In a statement on Sunday, the government said it would not meet with the US delegation since its members are “acting in their private capacities” and their trip “is a clear interference in Guyana’s domestic politics with a bias towards the political Opposition in Guyana.”
The delegation, which is led by Georgia Assemblywoman Dee Dawkins-Haigler and South Carolina Representative John King, is due to arrive in Guyana today and will leave on November 19.
In a statement prior to their departure, it was noted that the delegation is “is concerned about allegations of discrimination towards certain ethnic groups in Guyana as well as Guyanese-American citizens currently residing in and out of Guyana.”
Guyana said the delegation is visiting after a “one-sided engagement” called the “Conference on Guyana” in Washington, DC that was organised by Guyanese-American activist Rickford Burke.
“This one-sided engagement presented the platform for Opposition Politicians to spew concocted and fabricated narratives about the Government of Guyana, including their usual diatribe about racial discrimination and extra judicial killings, without any fact-checking mechanism and without the Government being afforded a hearing or the facility of a response. It is obvious that these jaundiced, baseless and unfounded narratives of these Opposition Politicians, unsupported by any evidence whatsoever, have influenced this delegation,” the government said.

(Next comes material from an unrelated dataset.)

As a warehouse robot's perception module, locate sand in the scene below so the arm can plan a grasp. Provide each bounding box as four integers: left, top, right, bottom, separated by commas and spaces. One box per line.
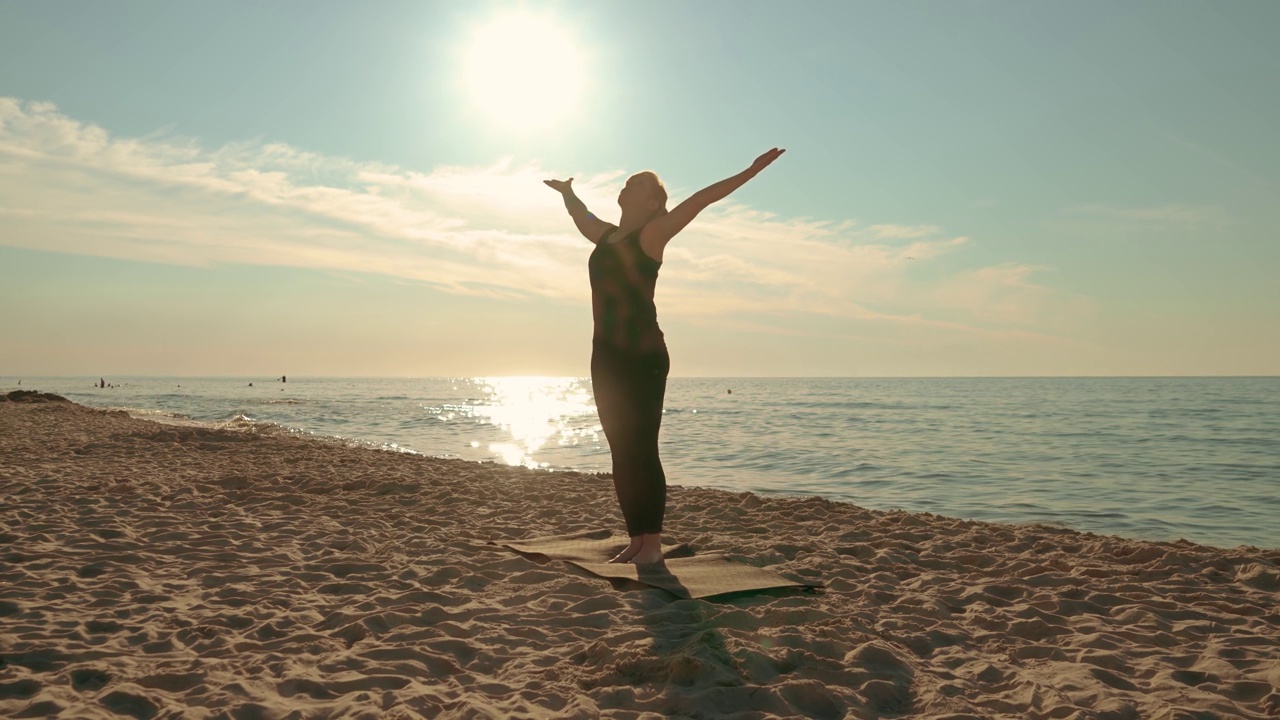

“Burke is wanted by law enforcement agencies in Guyana for a number of criminal offences for which he is charged, including, extortion of Guyanese businessmen. These charges are pending before Magistrates’ Courts in Guyana. Burke is publicly known for his daily diet of racist rants on social media with the intent of exciting racial hostilities, strife and ethnic violence among the different ethnic groups of Guyana. His inane rantings are invariably directed at the People’s Progressive Party Civic (PPP/C) Government.”
The government stated that any foreign delegation interested in learning about the problems Guyana has faced historically should look at matters such as the fraudulent elections of 1968, 1973, 1980 and 1985; human rights violations that took place from 1968 to 1992 and the abuse, violence and killing of persons opposed to the then Government, which is now the opposition party.